Case Presentation: Reversible posterior leukoencephalopathy syndrome (RPLS) is characterized by a combination of clinical symptoms and radiographic findings. Clinical signs range from headaches and visual disturbances, to more classic seizures.1 Radiologic findings usually include vasogenic edema in the white matter of the posterior lobes of the brain, especially occipital and parietal.2 Multiple etiologies have been proposed for RPLS, including acute renal failure and immunosuppressive drugs, especially the calcineurin inhibitors cyclosporine and tacrolimus.1,3 Temsirolimus has not been documented as a common cause of RPLS.
We present a case of a 60 year-old male, recently diagnosed with metastatic renal cell carcinoma resulting in a right nephrectomy, presenting with acute renal failure secondary to obstructive uropathy from pyelonephritis of his remaining kidney. He suffered a cardiac arrest secondary to a rapidly accruing malignant pleural effusion and was resuscitated, requiring a short course of hemodialysis due to hypotensive kidney injury. Once recovered, he was started on temsirolimus, and within 48 hours developed status epilepticus. MRI confirmed vasogenic white matter edema in the parietal-occipital region, indicative of RPLS. Strict supportive care resulted in neurological recovery and the patient was discharged.

While renal failure has been associated with RPLS, the patient had been stabilized and was being weaned off of hemodialysis at the time of seizure. Given the proximity of chemotherapy, we propose that temsirolimus caused his RPLS. While cyclophosphamide and tacrolimus are well documented to cause RPLS, this would be one of the earliest cases to implicate temsirolimus.

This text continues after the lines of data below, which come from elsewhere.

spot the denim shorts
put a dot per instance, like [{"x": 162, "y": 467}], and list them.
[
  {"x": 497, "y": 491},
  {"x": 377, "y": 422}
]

Discussion: The diagnosis of RPLS is made based on the clinical presentation and neuroimaging. Its causes are diverse, but common precipitants are acute elevations of blood pressure, renal decompensation, fluid retention, and treatment with immunosuppressive drugs.
Generalized seizures or multiple discrete seizures are well documented as one of the most common clinical manifestations of RPLS. Anatomically, white matter lesions, especially vasogenic edema in the posterior parietal and occipital regions are the classic findings. (1,7,16). Given the presence and location of the edema, hypertensive encephalopathy has been studied as a contributor or associate to RPLS (1,2).
The mechanism by which immunosuppressive therapy can cause the RPLS is less clear. Leading hypotheses speculate that immunosuppressive agents could damage the blood–brain barrier resulting in edema. Such damage could result from direct toxic effects on endothelium; vasoconstriction caused by elaboration of endothelin, with results similar to eclampsia; and microthrombosis, akin to hemolytic–uremic syndrome.1

Conclusions: In this case, the etiology of RPLS may have been multifactorial. The patient did have metastatic disease, and he also suffered from acute renal failure requiring hemodialysis. However, he had stabilized and was being weaned from dialysis when he was given tamsirolimus. 48 hours later he seized. The proximity of the chemotherapy and the development of RPLF cannot be ignored. We propose that his neurologic event was most likely caused by tamsirolimus. While other calcineurin inhibitors have been implicated in RPLS and seizure triggering, this would be one of the early reports of tamsirolimus-induced RPLS.